Rahul was not peddling bleeding-heart one-liners but he based his framework on the belief that nothing flies above democracy. Towards the end, his advice to the Speaker that he should not bow before anyone as long as he is the custodian of the House is the guiding force that steers Rahul’s politics. If you do not believe in the highest ideals of democracy, how will you convince a fellow citizen to shed fear and awaken the courage to embrace non-violence?
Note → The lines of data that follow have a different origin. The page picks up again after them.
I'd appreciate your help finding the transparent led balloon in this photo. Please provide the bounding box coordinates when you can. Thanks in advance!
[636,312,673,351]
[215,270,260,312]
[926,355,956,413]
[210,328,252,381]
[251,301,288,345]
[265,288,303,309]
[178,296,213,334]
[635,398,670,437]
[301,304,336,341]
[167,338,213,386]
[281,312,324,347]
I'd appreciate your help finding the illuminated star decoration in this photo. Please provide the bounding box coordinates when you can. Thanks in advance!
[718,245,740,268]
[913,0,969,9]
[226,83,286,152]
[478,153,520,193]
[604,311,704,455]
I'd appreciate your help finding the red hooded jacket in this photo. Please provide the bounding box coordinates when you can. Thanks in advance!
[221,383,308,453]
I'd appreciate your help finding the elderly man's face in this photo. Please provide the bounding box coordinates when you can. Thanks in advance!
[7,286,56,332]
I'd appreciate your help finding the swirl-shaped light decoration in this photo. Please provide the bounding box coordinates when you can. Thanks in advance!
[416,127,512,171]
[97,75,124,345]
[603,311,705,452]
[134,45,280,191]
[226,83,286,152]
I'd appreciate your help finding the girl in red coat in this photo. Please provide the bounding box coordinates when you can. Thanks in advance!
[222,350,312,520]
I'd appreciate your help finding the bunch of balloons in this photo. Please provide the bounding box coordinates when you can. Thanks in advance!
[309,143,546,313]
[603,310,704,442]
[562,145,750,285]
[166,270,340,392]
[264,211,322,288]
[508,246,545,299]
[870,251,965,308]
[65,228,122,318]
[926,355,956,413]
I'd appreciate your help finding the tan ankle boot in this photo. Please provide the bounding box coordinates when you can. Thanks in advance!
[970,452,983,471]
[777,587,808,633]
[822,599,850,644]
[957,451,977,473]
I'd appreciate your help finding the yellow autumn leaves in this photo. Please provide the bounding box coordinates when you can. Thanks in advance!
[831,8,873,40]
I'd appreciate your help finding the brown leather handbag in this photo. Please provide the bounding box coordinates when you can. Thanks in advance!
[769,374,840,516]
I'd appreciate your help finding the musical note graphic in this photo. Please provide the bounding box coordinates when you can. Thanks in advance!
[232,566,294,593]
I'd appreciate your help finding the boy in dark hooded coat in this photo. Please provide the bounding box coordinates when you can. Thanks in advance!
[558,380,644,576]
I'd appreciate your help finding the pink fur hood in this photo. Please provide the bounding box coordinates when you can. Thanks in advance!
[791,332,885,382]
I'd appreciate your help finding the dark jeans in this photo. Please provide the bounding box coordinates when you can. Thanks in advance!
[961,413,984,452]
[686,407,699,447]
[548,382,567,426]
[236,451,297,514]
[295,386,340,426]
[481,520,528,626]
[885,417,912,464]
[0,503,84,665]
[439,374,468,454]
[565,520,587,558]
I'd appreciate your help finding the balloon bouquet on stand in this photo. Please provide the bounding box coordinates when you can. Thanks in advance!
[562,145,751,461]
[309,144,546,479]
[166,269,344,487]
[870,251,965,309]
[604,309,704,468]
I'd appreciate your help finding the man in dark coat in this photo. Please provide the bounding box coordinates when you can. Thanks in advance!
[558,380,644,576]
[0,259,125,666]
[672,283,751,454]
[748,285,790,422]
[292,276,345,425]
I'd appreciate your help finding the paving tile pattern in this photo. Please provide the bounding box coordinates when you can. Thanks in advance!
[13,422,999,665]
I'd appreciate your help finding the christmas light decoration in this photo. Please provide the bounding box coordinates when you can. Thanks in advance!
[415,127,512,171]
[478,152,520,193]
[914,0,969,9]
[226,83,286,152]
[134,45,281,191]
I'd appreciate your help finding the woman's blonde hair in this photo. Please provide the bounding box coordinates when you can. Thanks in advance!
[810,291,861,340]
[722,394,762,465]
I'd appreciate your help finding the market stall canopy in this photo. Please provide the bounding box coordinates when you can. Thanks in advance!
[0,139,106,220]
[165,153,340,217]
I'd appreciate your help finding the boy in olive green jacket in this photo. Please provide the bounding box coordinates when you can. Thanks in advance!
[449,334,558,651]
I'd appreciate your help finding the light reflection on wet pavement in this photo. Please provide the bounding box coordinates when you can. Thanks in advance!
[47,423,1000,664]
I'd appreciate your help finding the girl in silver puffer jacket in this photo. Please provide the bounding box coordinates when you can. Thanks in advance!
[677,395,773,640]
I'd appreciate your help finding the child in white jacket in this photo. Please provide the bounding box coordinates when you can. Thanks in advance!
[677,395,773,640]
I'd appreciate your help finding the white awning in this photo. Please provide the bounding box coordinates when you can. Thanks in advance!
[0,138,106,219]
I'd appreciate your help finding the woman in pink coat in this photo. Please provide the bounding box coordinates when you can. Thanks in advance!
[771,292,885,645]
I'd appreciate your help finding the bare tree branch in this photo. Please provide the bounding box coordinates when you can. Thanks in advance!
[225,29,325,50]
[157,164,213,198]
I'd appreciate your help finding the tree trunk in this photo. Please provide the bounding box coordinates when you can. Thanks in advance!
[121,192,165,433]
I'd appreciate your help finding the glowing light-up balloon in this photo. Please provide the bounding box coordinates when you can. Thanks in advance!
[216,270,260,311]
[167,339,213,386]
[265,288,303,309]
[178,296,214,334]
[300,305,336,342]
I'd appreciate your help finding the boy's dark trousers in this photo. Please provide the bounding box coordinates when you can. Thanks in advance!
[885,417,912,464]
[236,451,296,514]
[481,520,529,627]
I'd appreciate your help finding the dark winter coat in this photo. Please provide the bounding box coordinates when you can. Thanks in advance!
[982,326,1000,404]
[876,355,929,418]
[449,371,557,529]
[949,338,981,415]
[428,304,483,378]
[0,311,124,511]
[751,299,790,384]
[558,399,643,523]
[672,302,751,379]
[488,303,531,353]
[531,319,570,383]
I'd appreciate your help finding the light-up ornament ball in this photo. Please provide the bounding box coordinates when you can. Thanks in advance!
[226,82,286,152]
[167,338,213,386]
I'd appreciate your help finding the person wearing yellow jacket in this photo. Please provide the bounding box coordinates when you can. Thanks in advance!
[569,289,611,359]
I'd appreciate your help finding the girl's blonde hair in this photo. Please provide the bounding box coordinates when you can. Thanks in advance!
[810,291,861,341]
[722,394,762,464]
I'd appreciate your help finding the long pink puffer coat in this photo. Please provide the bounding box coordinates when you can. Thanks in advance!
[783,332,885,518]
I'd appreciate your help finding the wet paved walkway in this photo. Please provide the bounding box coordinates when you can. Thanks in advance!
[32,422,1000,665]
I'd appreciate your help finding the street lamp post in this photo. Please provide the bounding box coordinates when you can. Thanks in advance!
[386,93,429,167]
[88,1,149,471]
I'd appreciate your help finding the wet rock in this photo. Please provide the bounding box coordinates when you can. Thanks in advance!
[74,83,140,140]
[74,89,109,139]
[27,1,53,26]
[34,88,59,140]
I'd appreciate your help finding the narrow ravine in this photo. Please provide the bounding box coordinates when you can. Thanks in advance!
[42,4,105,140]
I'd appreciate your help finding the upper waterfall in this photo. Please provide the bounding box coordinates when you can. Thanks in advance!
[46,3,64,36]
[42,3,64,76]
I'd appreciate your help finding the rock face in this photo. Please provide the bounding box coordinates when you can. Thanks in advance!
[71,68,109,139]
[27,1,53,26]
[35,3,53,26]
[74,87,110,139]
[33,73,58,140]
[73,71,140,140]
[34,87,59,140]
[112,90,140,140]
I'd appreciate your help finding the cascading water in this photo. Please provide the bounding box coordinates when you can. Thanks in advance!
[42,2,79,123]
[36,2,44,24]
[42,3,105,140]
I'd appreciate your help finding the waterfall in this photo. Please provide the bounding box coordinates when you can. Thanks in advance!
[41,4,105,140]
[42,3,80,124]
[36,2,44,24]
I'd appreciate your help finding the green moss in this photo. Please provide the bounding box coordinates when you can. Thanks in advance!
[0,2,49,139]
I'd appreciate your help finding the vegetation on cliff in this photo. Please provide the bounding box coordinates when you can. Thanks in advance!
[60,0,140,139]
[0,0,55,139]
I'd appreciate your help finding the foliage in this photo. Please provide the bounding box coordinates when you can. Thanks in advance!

The challenge is a staggering blow that shakes to the foundations the politics that Modi has followed till now. How will the leader who thrived on polarising citizens make them respect one another? No matter what Modi does now, every action of his would be judged on that touchstone. Of course, miracles can happen and Modi may transform himself. If he does not, history will not forgive him for turning his back on a second chance.

Reams can be written about the laughs Rahul triggered; the knockout punches he landed on Modi who looked lead-footed and sullen; the wordplay on Ayodhya and two business barons; the sorry figure that the protection-seeking Amit Shah cut; and the helplessness that hung heavy over the Speaker, Om Birla, when he came face to face with the image of Lord Shiva. Hair-splitting would also have been done and dusted by now on whether Rahul’s interpretation of the abhaymudra was correct or not.

I think that is not the point — much as critics of Modi would like to gloat in the memory of the overlord licking his wounded hubris.

The point is that Rahul is nudging the leadership to draw from the past to rediscover and rewrite the parameters, if not the pillars, on which India should build its future. He is nudging not just the political and constitutional leadership either. I think the message is addressed to an audience spread far and wide outside the confines of the House.

The formula is not rocket science. And generations that preceded us had already heard it.

*Do not spread fear.

*Do not spew hatred.

*Do not foment violence.

*Do not be fearful.

*Listen to others.

*If someone wants a debate, let it take place. They will love you for facilitating it.

*The Opposition is not your enemy. It is here to make your work easier.

The short-form: respect others. That is the cornerstone of democracy.

These may sound like lofty principles better suited for preaching than practising. But we have tried every other ‘pragmatic’ trick and it has not worked.

Rahul Gandhi is offering us a choice between fear and valour, violence and non-violence, truth and untruth.

What would we want our children to choose? Without knowing my mother beyond the precious 10 years, I have no doubt what she would have wanted her children to choose.

Neither do I doubt who my mother’s favourite pick would have been although not born to her.